James Orengo, a senior official in the opposition National Super Alliance (NASA), described the proposed constitutional amendments as an effort to change ‘the rules of the game’ ahead of the re-run, due on October 26.

‘They have reached a level where they feel that they can do anything, and change anything, including the constitution through the back door,’ Orengo said after leading a walk-out from Thursday's meeting with Jubilee and the Independent Electoral and Boundaries Commission (IEBC) in protest at the proposed changes.

The proposals were being debated during a special sitting of the Jubilee-dominated parliament on Thursday.

A copy of the Election Laws (Amendment) Bill, 2017, proposes reducing the powers of the chairman of the election commission, having manual tallying supersede electronically transmitted results and making tally forms count even if there is ‘a deviation from the requirements of the form’.

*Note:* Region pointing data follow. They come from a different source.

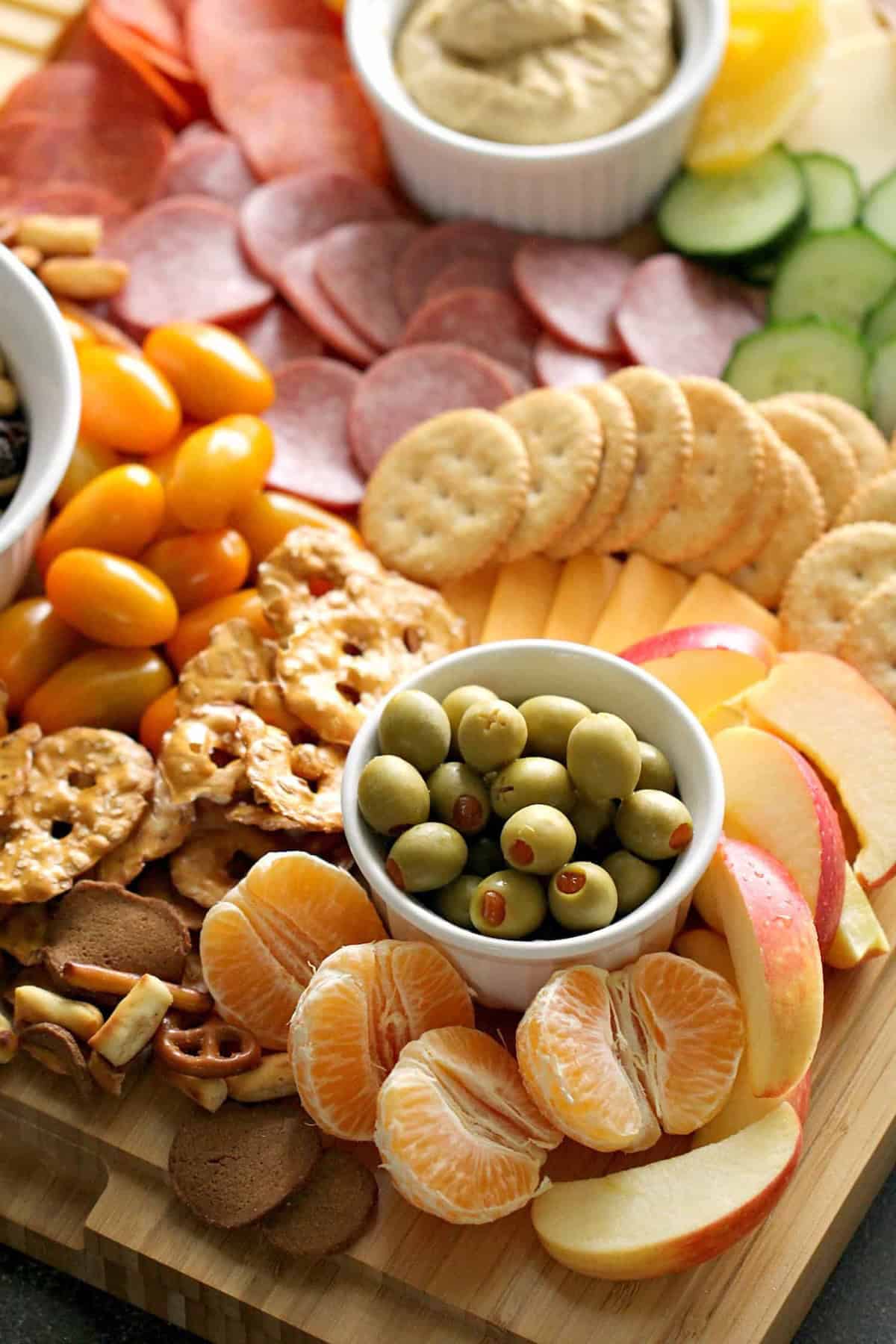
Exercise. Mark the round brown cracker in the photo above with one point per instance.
(331, 1210)
(797, 526)
(563, 438)
(724, 473)
(824, 449)
(664, 444)
(829, 582)
(869, 638)
(447, 497)
(235, 1166)
(615, 477)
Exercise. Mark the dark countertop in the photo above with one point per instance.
(38, 1305)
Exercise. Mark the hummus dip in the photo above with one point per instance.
(535, 72)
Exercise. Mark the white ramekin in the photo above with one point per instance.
(42, 363)
(508, 974)
(586, 188)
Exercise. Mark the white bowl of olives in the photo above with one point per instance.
(529, 806)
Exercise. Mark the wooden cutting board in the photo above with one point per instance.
(85, 1189)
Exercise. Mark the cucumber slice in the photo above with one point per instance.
(802, 356)
(835, 195)
(837, 277)
(879, 211)
(882, 388)
(880, 324)
(735, 213)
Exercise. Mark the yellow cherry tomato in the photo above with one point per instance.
(125, 402)
(105, 688)
(34, 641)
(112, 600)
(158, 718)
(265, 519)
(199, 566)
(120, 511)
(213, 371)
(217, 468)
(193, 629)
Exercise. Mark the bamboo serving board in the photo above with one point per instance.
(85, 1189)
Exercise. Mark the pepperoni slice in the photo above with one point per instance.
(682, 319)
(494, 323)
(299, 285)
(574, 289)
(186, 265)
(414, 383)
(294, 210)
(355, 265)
(309, 420)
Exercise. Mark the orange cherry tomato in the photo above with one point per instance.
(105, 688)
(265, 519)
(34, 641)
(87, 461)
(120, 511)
(195, 628)
(213, 371)
(158, 718)
(112, 600)
(217, 468)
(125, 402)
(199, 566)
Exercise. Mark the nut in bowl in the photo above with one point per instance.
(507, 969)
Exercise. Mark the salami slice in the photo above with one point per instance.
(563, 366)
(294, 210)
(300, 287)
(414, 383)
(186, 265)
(682, 319)
(355, 265)
(280, 336)
(484, 319)
(444, 245)
(574, 289)
(309, 420)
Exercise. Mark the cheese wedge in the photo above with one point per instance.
(642, 598)
(581, 597)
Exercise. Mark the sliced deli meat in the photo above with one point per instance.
(414, 383)
(309, 421)
(186, 265)
(682, 319)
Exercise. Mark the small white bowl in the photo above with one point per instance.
(504, 974)
(42, 364)
(583, 188)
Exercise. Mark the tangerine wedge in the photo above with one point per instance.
(262, 944)
(361, 1007)
(457, 1130)
(615, 1058)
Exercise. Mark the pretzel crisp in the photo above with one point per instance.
(87, 792)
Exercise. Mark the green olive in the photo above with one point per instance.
(633, 878)
(656, 772)
(414, 726)
(538, 839)
(603, 759)
(460, 797)
(551, 719)
(508, 905)
(491, 735)
(393, 796)
(453, 902)
(582, 897)
(653, 824)
(532, 780)
(426, 856)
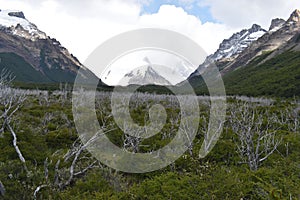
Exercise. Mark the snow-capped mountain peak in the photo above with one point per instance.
(144, 75)
(16, 23)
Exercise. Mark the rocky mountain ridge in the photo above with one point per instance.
(21, 40)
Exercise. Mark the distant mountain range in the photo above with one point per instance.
(253, 61)
(31, 55)
(268, 64)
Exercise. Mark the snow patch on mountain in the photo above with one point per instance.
(237, 43)
(16, 23)
(144, 75)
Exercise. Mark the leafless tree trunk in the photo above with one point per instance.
(255, 133)
(11, 100)
(2, 189)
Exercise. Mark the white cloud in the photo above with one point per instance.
(243, 13)
(208, 35)
(83, 25)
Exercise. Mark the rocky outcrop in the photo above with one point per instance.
(276, 24)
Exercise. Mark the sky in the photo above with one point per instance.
(81, 26)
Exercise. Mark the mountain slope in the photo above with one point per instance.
(31, 55)
(231, 48)
(271, 41)
(144, 75)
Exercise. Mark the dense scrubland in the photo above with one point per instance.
(256, 157)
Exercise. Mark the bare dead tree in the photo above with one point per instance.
(2, 189)
(256, 133)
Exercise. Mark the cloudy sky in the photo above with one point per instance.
(83, 25)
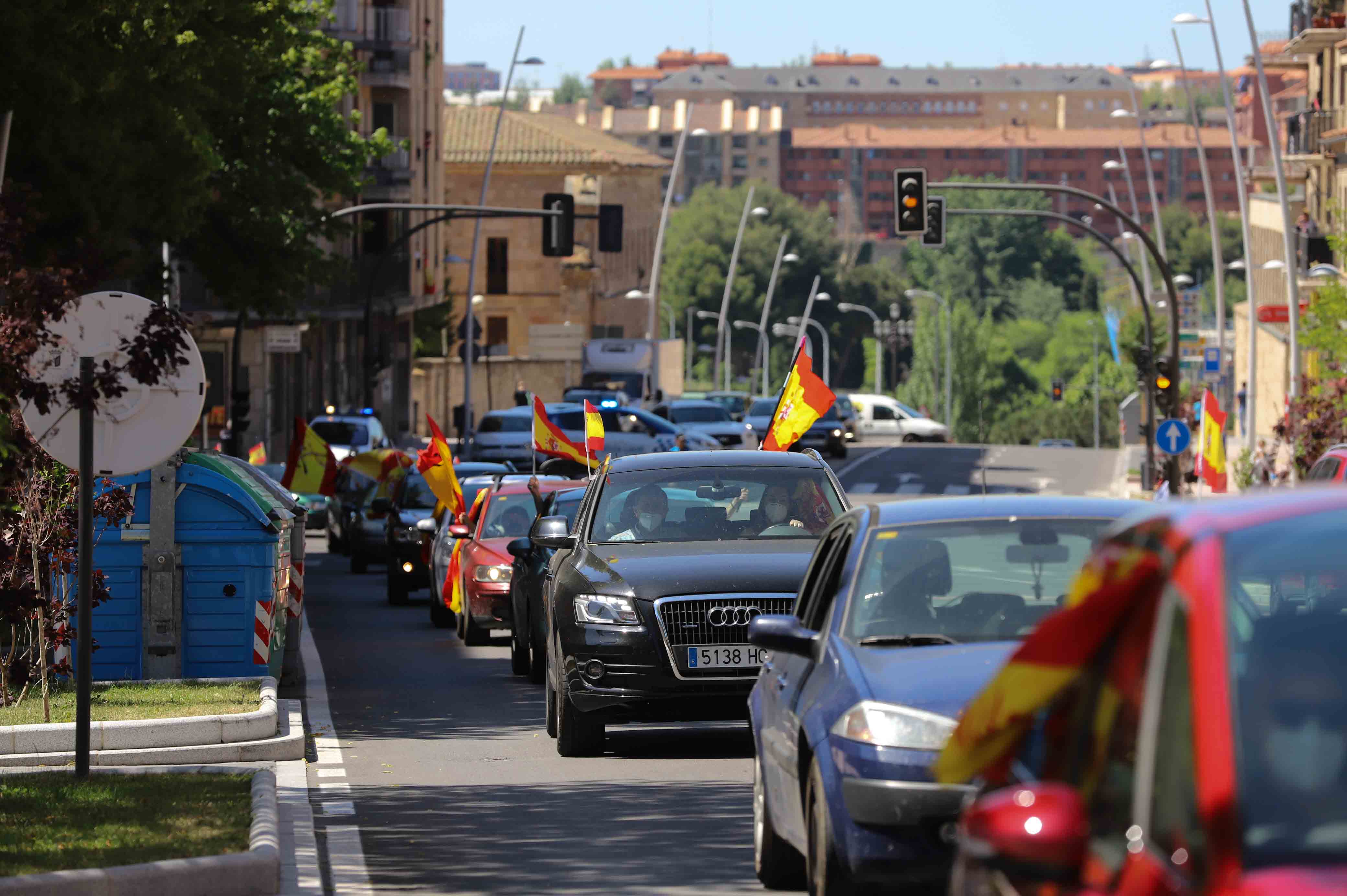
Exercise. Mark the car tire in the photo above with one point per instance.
(776, 863)
(826, 876)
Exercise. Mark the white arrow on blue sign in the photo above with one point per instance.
(1172, 437)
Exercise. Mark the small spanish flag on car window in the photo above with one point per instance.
(803, 401)
(593, 429)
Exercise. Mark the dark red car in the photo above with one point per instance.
(1189, 732)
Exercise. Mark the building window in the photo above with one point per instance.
(498, 266)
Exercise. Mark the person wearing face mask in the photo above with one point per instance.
(647, 509)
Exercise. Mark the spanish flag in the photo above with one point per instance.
(549, 440)
(1211, 459)
(310, 467)
(437, 465)
(593, 429)
(803, 401)
(1113, 598)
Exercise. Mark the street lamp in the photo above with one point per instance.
(949, 366)
(879, 348)
(477, 238)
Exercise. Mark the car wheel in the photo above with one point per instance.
(440, 615)
(397, 589)
(776, 863)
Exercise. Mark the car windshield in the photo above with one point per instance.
(700, 414)
(417, 495)
(712, 504)
(1287, 606)
(341, 433)
(966, 580)
(508, 517)
(506, 424)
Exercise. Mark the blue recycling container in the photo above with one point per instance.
(221, 585)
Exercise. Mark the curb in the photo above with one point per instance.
(253, 874)
(188, 731)
(288, 742)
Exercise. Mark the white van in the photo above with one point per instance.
(881, 416)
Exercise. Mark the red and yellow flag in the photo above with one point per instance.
(593, 429)
(437, 465)
(379, 464)
(803, 401)
(1115, 581)
(1211, 459)
(310, 467)
(549, 440)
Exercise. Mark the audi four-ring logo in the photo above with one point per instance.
(722, 616)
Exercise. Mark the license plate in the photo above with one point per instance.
(725, 657)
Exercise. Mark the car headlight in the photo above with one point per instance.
(889, 725)
(607, 611)
(492, 573)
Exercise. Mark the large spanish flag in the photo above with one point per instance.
(1211, 459)
(310, 467)
(593, 429)
(1112, 598)
(803, 401)
(549, 440)
(437, 465)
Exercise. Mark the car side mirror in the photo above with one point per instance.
(1035, 831)
(554, 533)
(783, 634)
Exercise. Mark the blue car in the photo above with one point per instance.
(906, 612)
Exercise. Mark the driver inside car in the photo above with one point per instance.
(643, 514)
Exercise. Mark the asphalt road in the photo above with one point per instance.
(457, 787)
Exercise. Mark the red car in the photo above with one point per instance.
(1182, 725)
(506, 514)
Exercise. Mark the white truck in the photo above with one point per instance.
(627, 366)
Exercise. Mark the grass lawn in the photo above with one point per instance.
(53, 823)
(114, 701)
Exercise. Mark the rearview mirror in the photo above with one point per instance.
(1038, 554)
(783, 634)
(1035, 831)
(554, 533)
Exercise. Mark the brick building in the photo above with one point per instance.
(820, 163)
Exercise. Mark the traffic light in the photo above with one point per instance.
(560, 231)
(910, 201)
(609, 228)
(934, 235)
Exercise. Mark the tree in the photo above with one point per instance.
(572, 89)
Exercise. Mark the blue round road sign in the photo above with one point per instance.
(1172, 436)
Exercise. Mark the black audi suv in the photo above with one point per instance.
(670, 558)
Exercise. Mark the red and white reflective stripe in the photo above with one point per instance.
(297, 589)
(262, 634)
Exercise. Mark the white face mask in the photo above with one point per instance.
(775, 512)
(1307, 758)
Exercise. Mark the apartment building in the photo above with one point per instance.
(820, 165)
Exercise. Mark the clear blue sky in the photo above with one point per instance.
(968, 33)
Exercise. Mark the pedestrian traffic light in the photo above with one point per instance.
(910, 201)
(609, 228)
(934, 235)
(560, 230)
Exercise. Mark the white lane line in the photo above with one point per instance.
(347, 861)
(345, 855)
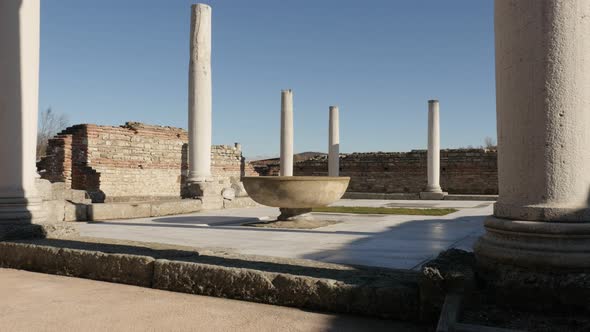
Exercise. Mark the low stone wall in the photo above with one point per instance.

In August's vote, held under the current law, manual tallying served as the back-up to the electronic system put in place after Kenya's violently disputed 2007 election in which over 1,100 people died.

The Supreme Court had also criticised the lack of prescribed security features on tally forms in its ruling ordering the annulment.

Church groups joined the opposition in criticising the proposed amendments.

‘This is an unacceptable path since it will lead to mutilation of the constitution and weakening of institutions,’ said Archbishop Jackson Ole Sapit, head of the Anglican church in Kenya.

After the collapse of Thursday's talks, IEBC chairman Wafula Chebukati questioned the necessity of changing the law.

‘We don't need any other law to move forward with elections,’ he said.

Tensions are set to grow still further with the opposition's call for widespread anti-government demonstrations.

On Monday, a few hundred opposition supporters protesting outside the IEBC headquarters in central Nairobi were dispersed by police using tear gas and batons.